All models were evaluated on a held-out test set using metrics such as precision, recall, F1-score, and ROC-AUC, with particular attention paid to recall given the importance of correctly identifying actual All-NBA players. This setup not only satisfies the assignment requirement of applying three distinct algorithms but also includes bonus implementation of XGBoost with appropriate tuning and evaluation.


### A summary of your observations, and a separate optional section describing what you think may be a non-standard/novel thing you did in your experiments.

##### Summary of Observations:
After training and evaluating logistic regression, random forest, and XGBoost models on the All-NBA dataset, several patterns emerged. The most notable was that all models achieved very strong ROC-AUC scores (above 0.98), suggesting they were effective at distinguishing between All-NBA and non-All-NBA players.

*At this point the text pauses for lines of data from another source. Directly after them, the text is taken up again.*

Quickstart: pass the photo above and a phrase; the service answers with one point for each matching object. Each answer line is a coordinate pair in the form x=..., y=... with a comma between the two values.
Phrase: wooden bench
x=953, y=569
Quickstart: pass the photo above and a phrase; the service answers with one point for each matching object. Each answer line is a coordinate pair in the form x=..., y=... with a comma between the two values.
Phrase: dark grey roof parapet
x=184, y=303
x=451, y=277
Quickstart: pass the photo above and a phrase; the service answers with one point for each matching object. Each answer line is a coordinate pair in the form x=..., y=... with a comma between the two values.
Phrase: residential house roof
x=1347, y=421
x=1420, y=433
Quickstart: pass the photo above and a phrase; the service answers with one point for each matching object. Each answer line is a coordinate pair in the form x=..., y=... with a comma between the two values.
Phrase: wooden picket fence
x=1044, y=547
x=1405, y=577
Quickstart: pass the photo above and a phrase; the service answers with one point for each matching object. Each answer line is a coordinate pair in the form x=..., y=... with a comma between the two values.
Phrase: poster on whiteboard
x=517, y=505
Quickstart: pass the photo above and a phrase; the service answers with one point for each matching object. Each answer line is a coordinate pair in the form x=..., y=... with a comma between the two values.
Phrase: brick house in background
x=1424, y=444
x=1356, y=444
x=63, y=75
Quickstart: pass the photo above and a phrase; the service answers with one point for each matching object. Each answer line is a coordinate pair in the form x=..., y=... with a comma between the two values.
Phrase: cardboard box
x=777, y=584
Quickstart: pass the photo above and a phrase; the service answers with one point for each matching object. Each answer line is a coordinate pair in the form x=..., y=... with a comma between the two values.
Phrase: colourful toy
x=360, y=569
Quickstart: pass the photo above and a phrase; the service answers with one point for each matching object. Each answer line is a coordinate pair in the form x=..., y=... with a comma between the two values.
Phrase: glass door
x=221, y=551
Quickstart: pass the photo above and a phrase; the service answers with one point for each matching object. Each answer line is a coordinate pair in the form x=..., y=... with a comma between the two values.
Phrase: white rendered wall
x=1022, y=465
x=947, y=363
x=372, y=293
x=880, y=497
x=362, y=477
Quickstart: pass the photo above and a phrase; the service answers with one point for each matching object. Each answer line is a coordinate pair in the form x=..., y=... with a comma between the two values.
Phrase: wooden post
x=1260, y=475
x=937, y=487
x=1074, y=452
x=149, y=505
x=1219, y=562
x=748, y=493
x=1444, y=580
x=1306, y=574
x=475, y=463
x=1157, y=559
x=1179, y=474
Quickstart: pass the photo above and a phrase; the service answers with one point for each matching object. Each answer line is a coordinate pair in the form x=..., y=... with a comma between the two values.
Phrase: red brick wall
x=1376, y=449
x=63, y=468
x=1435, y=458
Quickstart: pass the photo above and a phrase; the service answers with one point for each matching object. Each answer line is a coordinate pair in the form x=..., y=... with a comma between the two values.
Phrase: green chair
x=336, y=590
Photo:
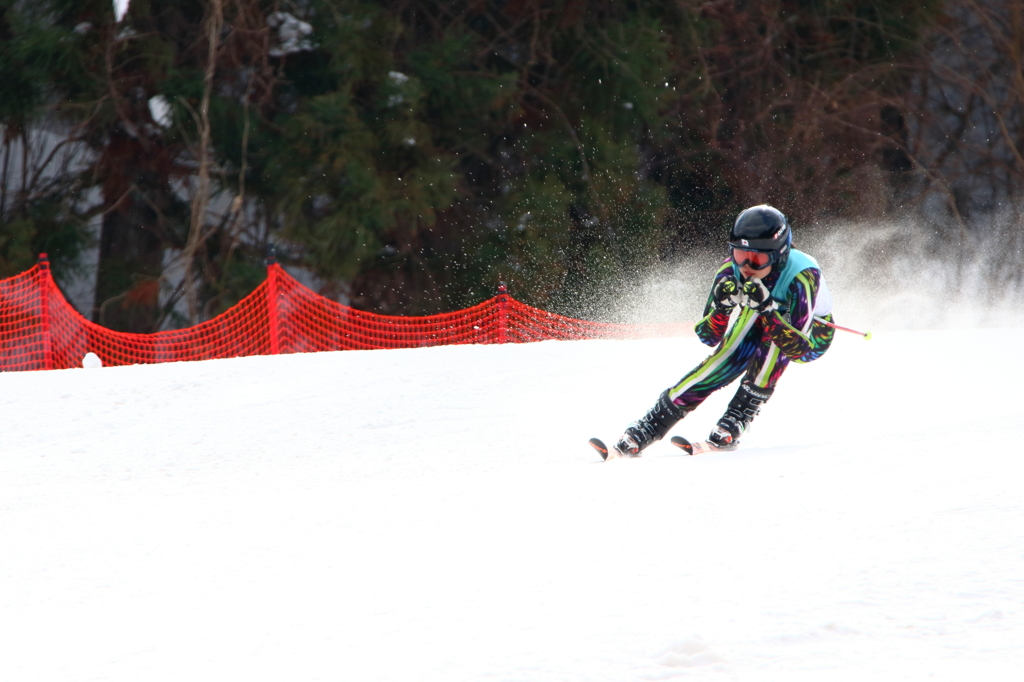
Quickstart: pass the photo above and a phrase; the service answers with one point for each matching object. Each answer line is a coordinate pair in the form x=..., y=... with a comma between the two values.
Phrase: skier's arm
x=793, y=336
x=712, y=327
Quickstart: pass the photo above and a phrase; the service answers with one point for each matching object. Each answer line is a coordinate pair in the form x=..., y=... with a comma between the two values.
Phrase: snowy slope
x=436, y=515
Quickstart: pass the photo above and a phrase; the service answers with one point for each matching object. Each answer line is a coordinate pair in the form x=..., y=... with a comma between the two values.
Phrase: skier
x=767, y=307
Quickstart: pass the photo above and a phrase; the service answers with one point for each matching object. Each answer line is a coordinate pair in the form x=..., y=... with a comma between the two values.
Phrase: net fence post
x=271, y=299
x=44, y=309
x=503, y=312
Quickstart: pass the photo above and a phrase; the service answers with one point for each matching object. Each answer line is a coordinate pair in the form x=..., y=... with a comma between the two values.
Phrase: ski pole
x=866, y=335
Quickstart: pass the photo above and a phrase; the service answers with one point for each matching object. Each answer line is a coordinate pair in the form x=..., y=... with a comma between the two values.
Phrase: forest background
x=409, y=155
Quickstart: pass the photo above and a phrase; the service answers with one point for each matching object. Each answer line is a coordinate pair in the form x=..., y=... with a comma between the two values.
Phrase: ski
x=601, y=449
x=698, y=448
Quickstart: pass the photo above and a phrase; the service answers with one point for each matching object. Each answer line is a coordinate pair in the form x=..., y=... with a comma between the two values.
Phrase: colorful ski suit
x=761, y=346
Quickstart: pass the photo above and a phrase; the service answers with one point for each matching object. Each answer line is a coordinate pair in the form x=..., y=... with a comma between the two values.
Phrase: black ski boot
x=651, y=427
x=743, y=407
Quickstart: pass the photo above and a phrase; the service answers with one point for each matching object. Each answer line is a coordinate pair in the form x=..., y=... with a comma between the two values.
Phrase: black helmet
x=765, y=229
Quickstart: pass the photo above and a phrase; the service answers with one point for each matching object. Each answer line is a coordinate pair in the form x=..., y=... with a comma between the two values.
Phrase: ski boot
x=650, y=428
x=743, y=407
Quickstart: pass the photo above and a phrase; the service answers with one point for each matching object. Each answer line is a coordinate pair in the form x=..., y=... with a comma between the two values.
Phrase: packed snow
x=436, y=515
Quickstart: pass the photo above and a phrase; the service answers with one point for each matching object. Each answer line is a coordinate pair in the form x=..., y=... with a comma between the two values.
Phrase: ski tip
x=682, y=443
x=599, y=445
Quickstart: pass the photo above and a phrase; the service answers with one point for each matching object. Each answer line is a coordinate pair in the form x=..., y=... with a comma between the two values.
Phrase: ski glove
x=726, y=294
x=758, y=297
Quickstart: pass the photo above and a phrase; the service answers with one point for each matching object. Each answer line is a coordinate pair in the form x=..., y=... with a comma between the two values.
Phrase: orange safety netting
x=40, y=330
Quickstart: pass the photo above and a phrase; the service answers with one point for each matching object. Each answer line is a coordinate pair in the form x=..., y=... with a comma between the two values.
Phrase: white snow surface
x=436, y=515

However, there were clear differences in how each model balanced precision and recall. Logistic regression had the highest recall at 94.3%, correctly identifying nearly all actual All-NBA players, but at the cost of precision—it incorrectly labeled many non-All-NBA players as positive. XGBoost offered the best balance overall, with a strong recall of 79.2% and a significantly higher precision of 55.3%, leading to the highest F1-score. Random forest trailed slightly behind XGBoost but still performed well in both recall and precision.


The class imbalance (only 2.74% positive class) posed a major challenge. This was effectively handled using SMOTE within each model’s pipeline, which helped ensure that the models could actually learn from the limited All-NBA examples. Without this, the models would have likely defaulted to always predicting the negative class. The results highlight how critical it is to tune for recall in a task like this, where failing to recognize deserving All-NBA players would undermine the usefulness of the model.


#### Optional: Non-standard/Novel Elements:
A few elements of this project go slightly beyond a standard application. Most notably, SMOTE was integrated directly within each model’s cross-validation pipeline, ensuring oversampling was applied only during training folds and not leaked into validation, which could otherwise inflate performance. Another thoughtful detail was the normalization of positional data to core roles (G/F/C), which reduced noise during one-hot encoding and likely helped model consistency. Additionally, the feature importance analysis from the random forest model provided valuable interpretability. It revealed that advanced metrics like PER, VORP, WS/48, and BPM were among the most predictive of All-NBA selection, confirming that efficiency and overall impact metrics matter more than just raw box score stats. This kind of insight, derived from the model itself, adds meaningful depth to the analysis.